Building a healthy sense of self-esteem is vital for a caregiver. Otherwise, it’s all too.easy for others to label you a cipher and dismiss you. When there’s no economic value attached to what you do, in these materialistic times, that’s unfortunately how many will see you. Or more often not see you, rather. Your role of caregiver can act like a cloak of invisibility, letting you disappear into yourself because what you do is something that’s hard to explain, or something you prefer not to talk about.
So be careful, I know that it’s all too easy to spiral into oblivion. Only you can take charge of your own life, and remind yourself—what you do, matters. That it’s visible only to you doesn’t change the truth.
SELF CARE
At the same time, whenever possible, do something for yourself. Retain your own individuality, and use the gifts you have as well as what you’ve gained from your recent experiences. Don’t box yourself into a neat little cell labelled ‘caregiver’, and leave it at that.
Instead use the deeper experiences and insights which come with caregiving to put yourself on the path to a more fulfilling life. And I can’t emphasise this enough—sometimes, just the choice to stay is the hardest and bravest thing you can do.
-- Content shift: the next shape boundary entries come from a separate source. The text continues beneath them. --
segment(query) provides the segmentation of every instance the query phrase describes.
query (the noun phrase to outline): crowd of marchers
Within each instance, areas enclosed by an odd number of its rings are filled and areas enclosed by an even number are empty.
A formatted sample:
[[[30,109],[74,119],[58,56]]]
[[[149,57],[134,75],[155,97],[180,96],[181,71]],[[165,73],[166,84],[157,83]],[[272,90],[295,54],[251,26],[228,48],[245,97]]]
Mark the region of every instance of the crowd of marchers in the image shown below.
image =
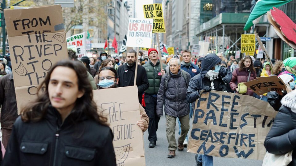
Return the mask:
[[[294,89],[296,57],[275,61],[272,67],[252,56],[238,61],[221,53],[193,56],[188,50],[161,58],[159,53],[150,48],[147,55],[131,49],[121,57],[103,52],[79,58],[68,50],[69,60],[53,66],[41,84],[46,89],[20,115],[14,84],[19,81],[14,80],[10,56],[0,59],[0,122],[6,150],[2,165],[116,165],[113,132],[97,113],[92,91],[133,85],[136,65],[141,119],[137,124],[143,132],[148,130],[149,147],[157,148],[158,123],[164,117],[167,157],[187,147],[189,120],[202,91],[239,93],[268,102],[279,113],[265,142],[266,150],[282,154],[295,148],[296,91],[278,89],[259,96],[241,83],[276,75]],[[296,165],[293,156],[290,164]],[[196,165],[213,165],[211,156],[197,154],[195,159]]]

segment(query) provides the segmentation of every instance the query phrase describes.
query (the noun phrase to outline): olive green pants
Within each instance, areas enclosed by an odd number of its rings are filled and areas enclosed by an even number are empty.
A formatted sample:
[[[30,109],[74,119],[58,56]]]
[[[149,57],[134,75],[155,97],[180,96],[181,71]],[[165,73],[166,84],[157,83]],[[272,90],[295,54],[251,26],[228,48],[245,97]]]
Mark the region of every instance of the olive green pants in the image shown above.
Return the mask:
[[[166,138],[169,143],[169,150],[177,150],[177,142],[175,137],[176,130],[176,119],[177,118],[166,115]],[[189,125],[189,114],[182,117],[179,117],[181,124],[181,133],[178,138],[178,142],[183,144],[185,137],[188,132],[190,126]]]

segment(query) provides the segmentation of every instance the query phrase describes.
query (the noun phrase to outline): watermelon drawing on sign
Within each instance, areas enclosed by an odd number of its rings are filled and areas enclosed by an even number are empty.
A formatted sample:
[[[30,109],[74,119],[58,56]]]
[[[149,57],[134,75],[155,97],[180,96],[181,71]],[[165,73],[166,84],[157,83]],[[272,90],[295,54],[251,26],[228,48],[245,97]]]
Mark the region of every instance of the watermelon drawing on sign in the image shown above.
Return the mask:
[[[19,65],[18,65],[18,68],[14,69],[14,71],[17,74],[20,76],[25,75],[28,72],[27,69],[25,68],[25,67],[21,62],[19,64]]]
[[[64,43],[65,41],[64,36],[60,34],[55,34],[52,37],[52,38],[62,43]]]
[[[273,10],[267,13],[267,19],[277,34],[289,45],[296,49],[296,24],[277,8],[273,7]]]
[[[114,148],[115,152],[115,158],[116,160],[116,165],[117,166],[123,165],[125,160],[127,158],[129,152],[130,150],[130,143],[120,147]]]

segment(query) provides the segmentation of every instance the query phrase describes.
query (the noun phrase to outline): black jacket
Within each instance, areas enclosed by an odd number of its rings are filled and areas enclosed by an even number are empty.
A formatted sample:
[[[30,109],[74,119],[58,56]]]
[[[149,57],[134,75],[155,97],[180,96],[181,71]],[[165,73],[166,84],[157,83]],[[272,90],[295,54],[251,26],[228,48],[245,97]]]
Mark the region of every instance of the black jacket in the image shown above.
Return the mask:
[[[15,91],[12,73],[0,79],[0,105],[1,105],[1,127],[11,129],[18,117]]]
[[[149,87],[149,83],[146,70],[144,67],[138,65],[138,73],[137,73],[137,80],[136,85],[138,87],[138,96],[139,102],[142,103],[143,93]],[[118,85],[120,87],[134,86],[135,79],[135,71],[136,65],[129,66],[126,63],[118,68],[117,73],[119,77]]]
[[[282,155],[296,149],[296,114],[285,106],[280,108],[264,141],[266,150]],[[296,151],[293,151],[289,166],[296,166]]]
[[[189,73],[181,69],[176,75],[169,72],[163,76],[157,94],[157,115],[162,115],[164,104],[166,115],[177,117],[189,114],[190,107],[186,101],[186,93],[191,78]]]
[[[199,97],[199,90],[207,86],[211,87],[211,81],[205,77],[205,75],[213,67],[221,61],[221,59],[214,54],[209,54],[204,58],[201,62],[200,73],[193,77],[189,81],[186,96],[187,102],[191,103],[195,101]],[[221,91],[221,86],[229,85],[232,78],[232,73],[228,69],[221,67],[219,71],[219,78],[213,81],[215,87],[214,90]]]
[[[2,165],[116,166],[113,138],[110,128],[83,113],[72,113],[62,124],[50,106],[38,122],[18,118]]]
[[[283,94],[284,96],[285,94]],[[283,98],[283,96],[279,95],[275,91],[272,91],[267,93],[267,101],[269,104],[274,110],[278,111],[280,107],[282,106],[281,100]]]

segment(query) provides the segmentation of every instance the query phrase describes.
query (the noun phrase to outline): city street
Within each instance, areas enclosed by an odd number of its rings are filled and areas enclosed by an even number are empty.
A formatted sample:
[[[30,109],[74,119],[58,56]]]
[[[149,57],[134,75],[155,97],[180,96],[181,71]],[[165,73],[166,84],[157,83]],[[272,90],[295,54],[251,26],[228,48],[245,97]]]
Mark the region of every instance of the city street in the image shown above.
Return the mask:
[[[192,118],[191,119],[190,124],[192,124]],[[176,137],[178,138],[178,122],[176,124]],[[166,119],[165,117],[162,117],[158,124],[157,131],[157,139],[156,146],[154,148],[148,147],[148,131],[144,133],[144,145],[145,148],[145,157],[147,166],[189,166],[195,165],[195,154],[186,152],[186,148],[183,152],[176,152],[176,156],[173,159],[166,157],[168,151],[168,143],[166,134]],[[250,159],[234,158],[222,158],[214,157],[213,158],[214,165],[228,166],[240,165],[240,166],[261,166],[262,161]]]

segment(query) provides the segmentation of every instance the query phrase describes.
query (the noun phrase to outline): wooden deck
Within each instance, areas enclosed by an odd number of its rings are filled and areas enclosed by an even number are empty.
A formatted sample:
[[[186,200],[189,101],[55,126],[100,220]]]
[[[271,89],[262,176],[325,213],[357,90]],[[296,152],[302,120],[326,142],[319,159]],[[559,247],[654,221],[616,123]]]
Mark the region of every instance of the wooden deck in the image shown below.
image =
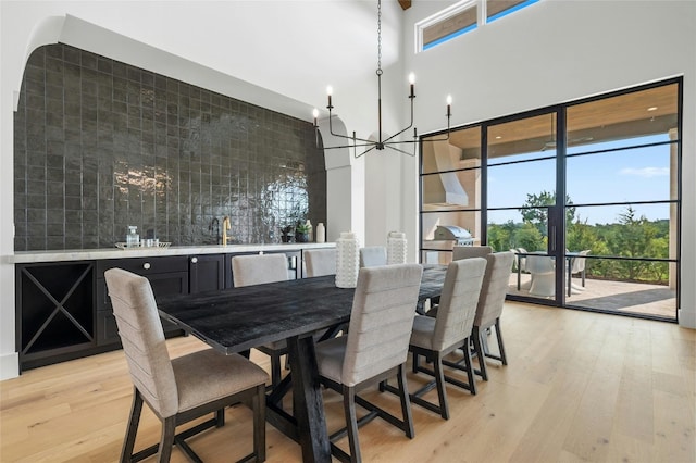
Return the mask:
[[[530,279],[523,273],[518,291],[517,273],[510,274],[509,293],[529,297]],[[573,278],[573,285],[582,287],[582,280]],[[566,304],[676,320],[676,290],[662,285],[586,278],[584,290],[567,296]]]

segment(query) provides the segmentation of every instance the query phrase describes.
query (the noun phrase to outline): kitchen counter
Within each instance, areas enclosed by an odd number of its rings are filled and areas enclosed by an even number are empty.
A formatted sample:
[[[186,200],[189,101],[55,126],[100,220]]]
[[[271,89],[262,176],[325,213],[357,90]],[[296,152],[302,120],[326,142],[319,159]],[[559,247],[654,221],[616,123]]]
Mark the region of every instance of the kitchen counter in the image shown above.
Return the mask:
[[[38,262],[69,262],[102,259],[128,259],[152,258],[165,255],[192,255],[192,254],[227,254],[237,252],[272,252],[302,249],[334,248],[335,242],[287,242],[268,245],[207,245],[207,246],[170,246],[169,248],[101,248],[101,249],[73,249],[53,251],[20,251],[12,255],[5,255],[9,264],[27,264]]]

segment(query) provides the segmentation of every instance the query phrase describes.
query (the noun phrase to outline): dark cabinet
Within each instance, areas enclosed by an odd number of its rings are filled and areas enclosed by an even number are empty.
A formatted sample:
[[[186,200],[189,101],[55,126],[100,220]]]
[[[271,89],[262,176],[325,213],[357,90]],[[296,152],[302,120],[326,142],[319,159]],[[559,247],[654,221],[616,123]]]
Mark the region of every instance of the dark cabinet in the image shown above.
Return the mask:
[[[224,289],[224,254],[190,255],[188,258],[188,283],[191,293]]]
[[[16,276],[20,364],[69,360],[96,345],[92,262],[23,264]]]
[[[123,268],[150,280],[154,297],[231,288],[232,258],[258,252],[172,255],[15,265],[16,343],[20,367],[33,368],[121,346],[104,272]],[[300,250],[287,258],[288,278],[302,277]],[[184,331],[162,321],[167,337]]]
[[[123,268],[150,280],[154,297],[165,295],[188,293],[188,259],[181,256],[166,258],[130,258],[112,259],[97,262],[97,345],[119,343],[119,329],[113,316],[104,272],[109,268]],[[167,336],[181,334],[176,325],[162,321]]]

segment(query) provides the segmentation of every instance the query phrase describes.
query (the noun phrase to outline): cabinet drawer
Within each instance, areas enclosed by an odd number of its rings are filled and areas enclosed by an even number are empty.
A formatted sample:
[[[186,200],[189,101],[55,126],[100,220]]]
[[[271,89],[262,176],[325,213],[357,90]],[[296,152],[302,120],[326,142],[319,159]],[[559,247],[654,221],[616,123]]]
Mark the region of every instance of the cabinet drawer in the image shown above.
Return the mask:
[[[184,331],[166,320],[160,318],[162,322],[162,329],[164,329],[165,337],[179,336]],[[109,346],[120,345],[121,337],[119,336],[119,326],[116,325],[116,317],[113,312],[98,312],[97,313],[97,345]]]
[[[149,276],[158,273],[188,272],[188,258],[185,255],[177,255],[167,258],[127,258],[98,261],[98,278],[103,278],[104,272],[114,267],[123,268],[142,276]]]
[[[135,272],[134,272],[135,273]],[[150,280],[154,298],[188,293],[188,272],[167,272],[144,275]],[[104,278],[97,279],[97,311],[111,311],[111,299]]]

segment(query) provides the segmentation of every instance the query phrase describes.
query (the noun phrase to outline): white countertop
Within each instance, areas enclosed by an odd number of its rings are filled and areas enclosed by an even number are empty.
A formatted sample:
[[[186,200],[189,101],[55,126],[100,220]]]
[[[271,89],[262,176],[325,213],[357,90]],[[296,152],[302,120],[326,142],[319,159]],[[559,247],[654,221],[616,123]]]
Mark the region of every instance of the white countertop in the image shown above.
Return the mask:
[[[334,248],[335,242],[288,242],[275,245],[208,245],[208,246],[171,246],[169,248],[133,248],[133,249],[66,249],[53,251],[20,251],[5,255],[10,264],[28,264],[38,262],[95,261],[103,259],[153,258],[165,255],[227,254],[233,252],[271,252],[297,251],[300,249]]]

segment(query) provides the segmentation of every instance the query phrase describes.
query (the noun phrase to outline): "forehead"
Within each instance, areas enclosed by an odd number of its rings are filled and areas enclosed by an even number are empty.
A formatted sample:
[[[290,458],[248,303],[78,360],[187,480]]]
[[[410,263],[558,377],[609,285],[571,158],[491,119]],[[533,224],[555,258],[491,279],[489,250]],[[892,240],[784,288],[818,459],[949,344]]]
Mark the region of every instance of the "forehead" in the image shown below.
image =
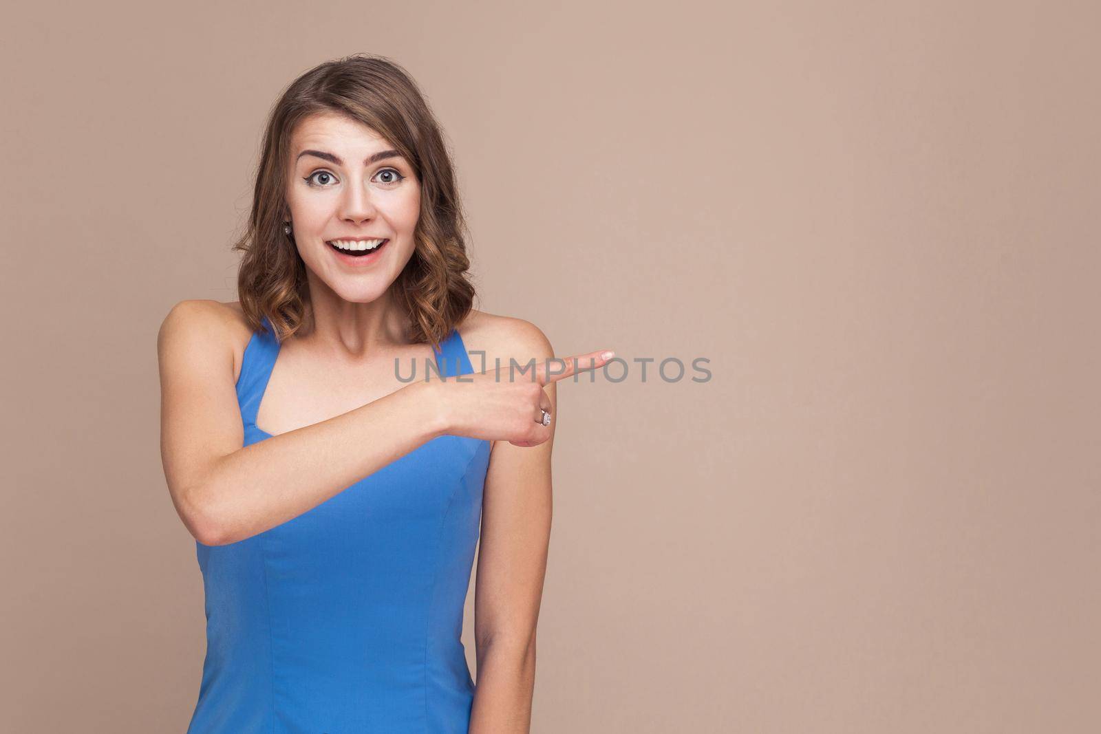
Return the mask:
[[[377,131],[344,114],[312,114],[294,129],[291,134],[291,156],[313,147],[341,157],[357,157],[361,153],[392,147],[390,142]]]

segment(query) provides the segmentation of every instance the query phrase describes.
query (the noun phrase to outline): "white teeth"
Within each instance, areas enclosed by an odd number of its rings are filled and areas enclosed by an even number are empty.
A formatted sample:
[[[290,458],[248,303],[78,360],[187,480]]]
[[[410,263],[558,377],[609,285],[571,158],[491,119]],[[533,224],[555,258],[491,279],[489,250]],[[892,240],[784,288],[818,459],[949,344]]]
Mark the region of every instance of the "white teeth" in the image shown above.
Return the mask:
[[[329,240],[329,244],[341,250],[374,250],[385,240]]]

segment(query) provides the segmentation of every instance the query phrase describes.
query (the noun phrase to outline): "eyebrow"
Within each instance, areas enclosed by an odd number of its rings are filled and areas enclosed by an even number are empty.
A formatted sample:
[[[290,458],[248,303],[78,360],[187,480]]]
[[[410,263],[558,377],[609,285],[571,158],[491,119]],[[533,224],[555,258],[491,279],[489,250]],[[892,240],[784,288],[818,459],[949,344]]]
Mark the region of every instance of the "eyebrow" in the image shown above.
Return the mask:
[[[312,149],[307,149],[307,150],[303,151],[302,153],[298,153],[298,156],[294,160],[295,163],[297,163],[298,158],[301,158],[303,155],[313,155],[313,156],[316,156],[318,158],[321,158],[323,161],[328,161],[329,163],[335,163],[338,166],[342,166],[344,165],[344,161],[340,160],[340,156],[333,155],[331,153],[326,153],[325,151],[315,151],[315,150],[312,150]],[[400,158],[400,157],[402,157],[402,154],[400,152],[397,152],[397,151],[379,151],[378,153],[375,153],[373,155],[367,156],[367,158],[363,160],[363,165],[364,166],[369,166],[372,163],[378,163],[379,161],[384,161],[386,158]]]

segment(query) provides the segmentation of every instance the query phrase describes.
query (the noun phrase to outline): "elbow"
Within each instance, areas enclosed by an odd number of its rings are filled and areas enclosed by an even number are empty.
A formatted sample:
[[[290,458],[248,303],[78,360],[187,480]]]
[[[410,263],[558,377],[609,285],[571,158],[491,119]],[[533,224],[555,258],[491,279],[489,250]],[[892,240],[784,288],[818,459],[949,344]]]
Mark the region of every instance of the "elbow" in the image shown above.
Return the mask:
[[[217,513],[208,502],[201,500],[196,490],[184,493],[184,510],[181,513],[187,532],[204,546],[222,546],[228,543],[225,524],[219,523]]]
[[[495,632],[476,639],[479,658],[504,656],[527,660],[535,657],[535,631],[531,633]]]

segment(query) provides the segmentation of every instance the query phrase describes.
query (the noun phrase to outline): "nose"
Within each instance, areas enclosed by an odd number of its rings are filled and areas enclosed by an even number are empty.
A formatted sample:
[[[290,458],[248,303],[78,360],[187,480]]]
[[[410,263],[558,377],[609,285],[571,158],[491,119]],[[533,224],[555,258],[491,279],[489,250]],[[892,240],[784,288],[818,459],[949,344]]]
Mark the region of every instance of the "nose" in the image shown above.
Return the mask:
[[[377,210],[366,184],[353,183],[340,199],[340,217],[348,221],[369,221]]]

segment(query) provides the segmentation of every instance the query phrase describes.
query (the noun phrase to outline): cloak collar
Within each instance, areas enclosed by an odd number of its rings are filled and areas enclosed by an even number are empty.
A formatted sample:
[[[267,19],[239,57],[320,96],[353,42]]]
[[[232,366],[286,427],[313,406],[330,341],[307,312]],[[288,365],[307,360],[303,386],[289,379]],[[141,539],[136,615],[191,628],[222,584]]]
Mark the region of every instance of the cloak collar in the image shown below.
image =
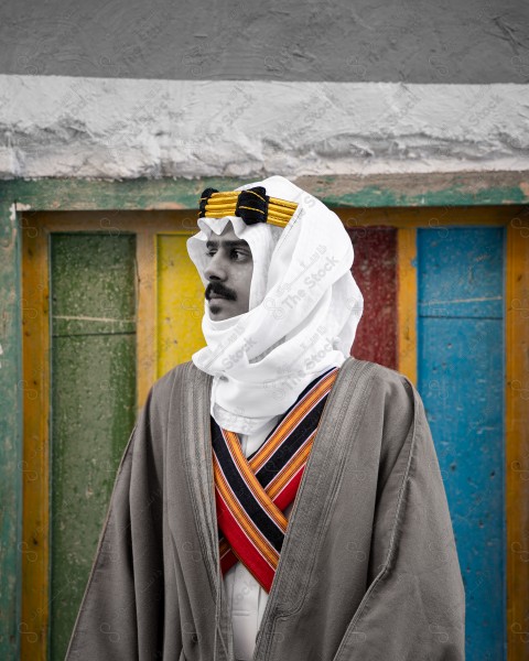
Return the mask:
[[[212,462],[210,389],[213,377],[192,361],[181,366],[179,404],[173,415],[181,425],[183,460],[193,514],[216,605],[217,640],[214,661],[234,661],[231,624],[220,572],[215,486]],[[356,441],[373,386],[374,364],[348,357],[342,365],[322,414],[313,447],[290,513],[278,568],[262,616],[253,660],[264,660],[278,617],[301,605],[312,566],[328,522],[344,469],[347,447]],[[181,399],[180,399],[181,398]],[[173,401],[173,404],[176,402]],[[177,421],[175,420],[176,424]],[[174,427],[173,427],[174,429]],[[322,497],[323,495],[323,497]]]

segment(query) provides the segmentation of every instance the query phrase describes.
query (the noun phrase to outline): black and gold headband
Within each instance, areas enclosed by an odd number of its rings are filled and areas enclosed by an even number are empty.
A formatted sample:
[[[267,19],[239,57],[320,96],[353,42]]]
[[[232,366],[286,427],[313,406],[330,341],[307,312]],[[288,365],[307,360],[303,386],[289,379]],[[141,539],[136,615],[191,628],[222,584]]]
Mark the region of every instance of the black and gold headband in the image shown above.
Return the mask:
[[[270,223],[283,228],[296,208],[295,202],[270,197],[262,186],[225,193],[219,193],[216,188],[206,188],[201,195],[198,218],[238,216],[247,225]]]

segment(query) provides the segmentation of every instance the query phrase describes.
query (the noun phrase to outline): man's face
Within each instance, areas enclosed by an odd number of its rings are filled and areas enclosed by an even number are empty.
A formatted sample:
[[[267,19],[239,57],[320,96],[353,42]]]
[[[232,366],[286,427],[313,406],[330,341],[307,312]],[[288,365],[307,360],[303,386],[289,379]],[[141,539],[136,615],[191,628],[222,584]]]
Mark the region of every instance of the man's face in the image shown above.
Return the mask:
[[[204,275],[209,281],[205,291],[209,318],[218,322],[248,312],[253,271],[248,242],[239,239],[231,223],[227,223],[222,235],[212,232],[206,254]]]

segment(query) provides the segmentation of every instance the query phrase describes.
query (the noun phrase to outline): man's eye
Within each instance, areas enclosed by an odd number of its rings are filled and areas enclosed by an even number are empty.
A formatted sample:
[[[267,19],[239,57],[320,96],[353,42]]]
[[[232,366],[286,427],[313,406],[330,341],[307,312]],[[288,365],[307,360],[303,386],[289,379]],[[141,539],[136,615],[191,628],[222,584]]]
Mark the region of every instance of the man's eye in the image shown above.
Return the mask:
[[[231,254],[233,254],[234,252],[236,252],[237,254],[241,254],[242,257],[246,257],[246,252],[245,252],[244,250],[237,250],[237,249],[236,249],[236,250],[233,250],[233,251],[231,251]]]

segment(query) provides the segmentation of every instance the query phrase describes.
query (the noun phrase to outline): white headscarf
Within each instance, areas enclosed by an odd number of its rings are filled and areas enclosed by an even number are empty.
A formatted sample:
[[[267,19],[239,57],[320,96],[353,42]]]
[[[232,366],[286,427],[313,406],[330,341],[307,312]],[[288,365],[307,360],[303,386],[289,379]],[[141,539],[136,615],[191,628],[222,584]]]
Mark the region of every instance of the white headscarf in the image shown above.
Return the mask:
[[[187,251],[204,286],[205,242],[231,221],[248,242],[253,271],[249,311],[209,318],[204,300],[202,330],[207,346],[192,356],[212,375],[210,414],[224,429],[252,434],[287,411],[300,392],[350,354],[364,299],[350,268],[353,245],[342,221],[319,199],[282,176],[246,184],[298,203],[284,228],[242,218],[198,218],[201,231]]]

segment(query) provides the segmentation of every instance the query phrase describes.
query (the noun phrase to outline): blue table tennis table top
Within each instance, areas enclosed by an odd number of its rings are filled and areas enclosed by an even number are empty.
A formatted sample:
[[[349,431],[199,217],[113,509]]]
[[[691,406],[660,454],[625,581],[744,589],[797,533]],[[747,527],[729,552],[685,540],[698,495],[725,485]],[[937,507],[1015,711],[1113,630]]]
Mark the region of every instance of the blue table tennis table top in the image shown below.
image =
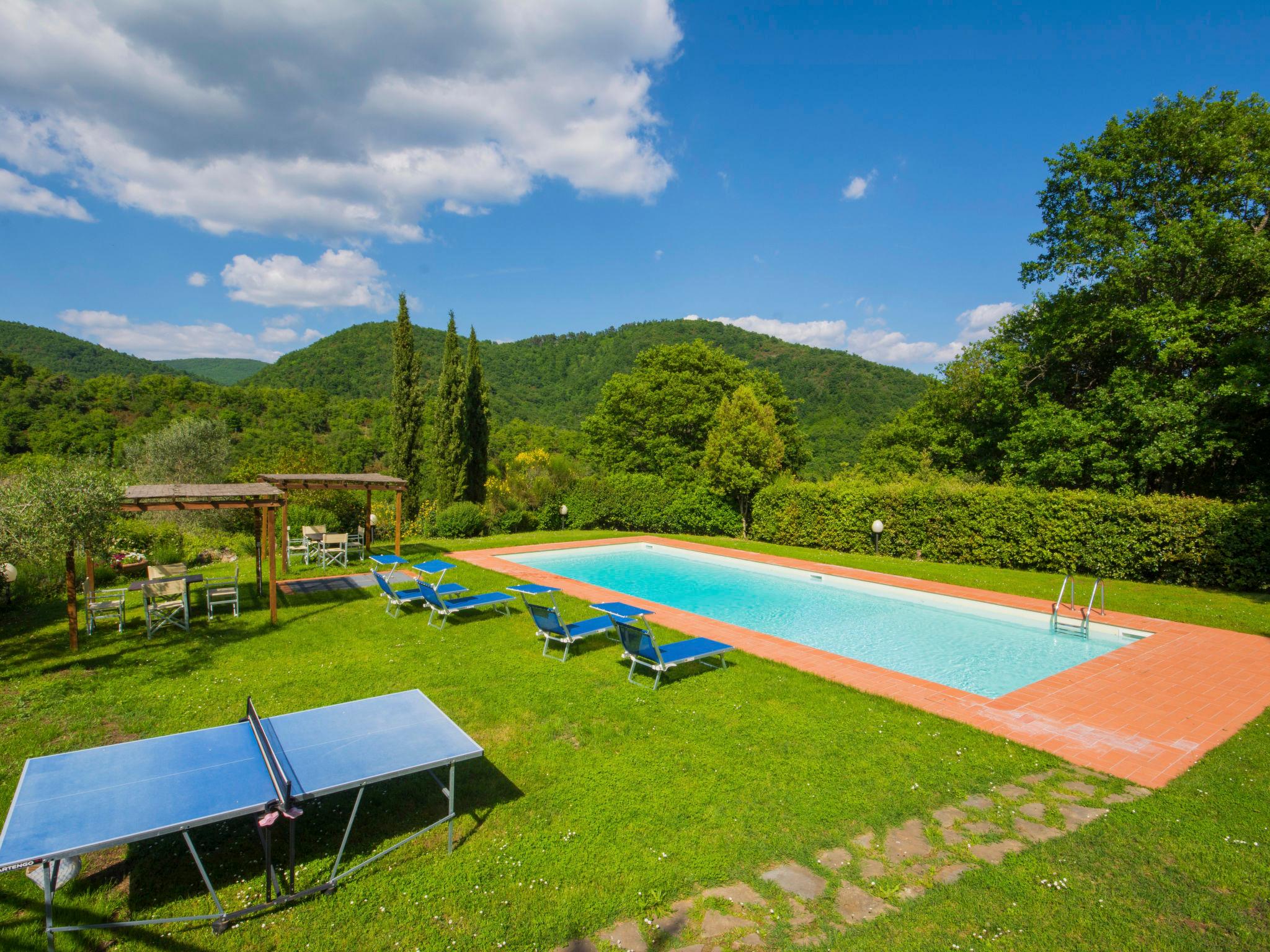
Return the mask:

No praise, no awards; just the knowledge that you didn’t ‘fix’ anything, but your presence and actions made things a little easier, a little happier for another. Hold onto that thought when ‘tiptoeing around triggers’ becomes a way of life for you. But not your whole life…never that. You’ll find your way out. You’re strong enough for that. There are no villains in this story. Just life, following its own trajectory.
And about life—no, it’s not what you thought it should be, it’s not how you wanted it to be, but for better or worse it is what it is…So there it is then, both the good and the bad. Embrace both and you will find yourself on the road to a better life with a deeper, more mature perspective. And that’s the point at which healing begins.
About the writer: Sujata Mathur is a caregiver and former journalist.
Addendum: Chipping away at the carapace of indifference – one piece at a time. That’s what I’ve tried to do with this series.. For it’s only when I share my own, can I ask others to come forward with their experiences. With respect, with grace giving caregivers everywhere the realisation that we are all in this together- to build a community- a support system which is the lifeline every caregiver needs.